Não sou o Rambo; não tenho aquela formidável musculatura, nem as armas incríveis, nem o feroz ódio contra os inimigos (aliás, quem são os inimigos?). Não sou o Tio Patinhas, não sou um Transformer, não sou o Príncipe Valente. Não sou o Rei Arthur, nem Nem Merlin, o Mago, nem Fred Astaire. O que sou então?
Sou o que são todos os pais. Homens absolutamente comuns, a quem um filho transforma de repente (porque os pais são criados pelos filhos, assim como os filhos são criados pelos pais: a criança é o pai do homem). Homens comuns que levantam de manhã e vão trabalhar. Homens que se angustiam com as prestações a pagar, com os preços do supermercado, com as coisas que estão sempre estragando em casa. Homens que de vez em quando jogam futebol, que às vezes fazem churrasco, que ocasionalmente vão a um teatro ou a um concerto. Destes homens é que são feitos os pais.
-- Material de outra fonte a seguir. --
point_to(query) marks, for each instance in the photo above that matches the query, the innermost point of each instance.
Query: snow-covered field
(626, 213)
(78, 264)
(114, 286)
Quando os filhos precisam, estes homens se transformam. Se o filho está doente, se o filho está com fome, se o filho precisa de roupa _ estes homens adquirem a força do He-Man, a velocidade do Superman, os poderes mágicos de Merlin. Mas a verdade é que isto não dura sempre, e também nem sempre resolve. A inflação, por exemplo, nocauteia qualquer pai.
Não, filhos, não somos os seres poderosos que vocês gostariam que fôssemos. Mas somos os pais de vocês, que um dia serão pais como nós. Os heróis são eternos. os pais não. E é nisso que está a sua força.
Moacyr Scliar
Texto lindo do Moacyr Scliar, autor brilhante que infelizmente nos deixou em fevereiro. Ontem corrigi a ficha "Qual destes é seu pai?" de um aluno. Não pensei muito pra chegar à conclusão de que trata-se de uma dessas obras universais, que servem de aprendizado pra qualquer um que leia. Maravilhoso.
É um daqueles textos, vô, que é igual Aracy de Almeida: não resta a menor dúvida.
Pai, amanhã é o seu dia. Resolvi postar agora, porque se tem uma coisa na vida que aprendi direitinho e que resolvi seguir da melhor forma, foi aquele clichê do carpe diem.
VOCÊ, pai, é o meu grande herói, é aquele que me inspira, um dos maiores responsáveis por todas as minhas conquistas. Se me levanto para trabalhar todos os dias, se, ainda com sono, resolvo não faltar às aulas da faculdade (insisto em assistir mesmo àquelas que são mais chatas!) e faço um esforço grande pra economizar uns trocados (recomendação sua: "filha, se chegar com mais um batom ou qualquer maquiagem, vai precisar pedir ao gerente do banco que o seguro do seu Ford Ka seja pago em cosméticos"), é porque você me criou assim, explicando que responsabilidade era fundamental. Você me fez cidadã direita, honesta, verdadeira. Se não tenho medo de dizer o que penso... é por sua culpa. Agora, pai, não adianta vir me chamar de bocuda e dizer que sou muito nervosa. Hum.
Você foi e continua sendo meu He-man, meu Superman, meu Merlin, etc. Mas eu te chamo diferente. Você é meu "Nenis", e o SuperVic da mãe.
Vicente Arraes Neto, saiba de uma coisa: EU TE AMO MUITO.
Feliz dia dos pais! Feliz vida inteira!!!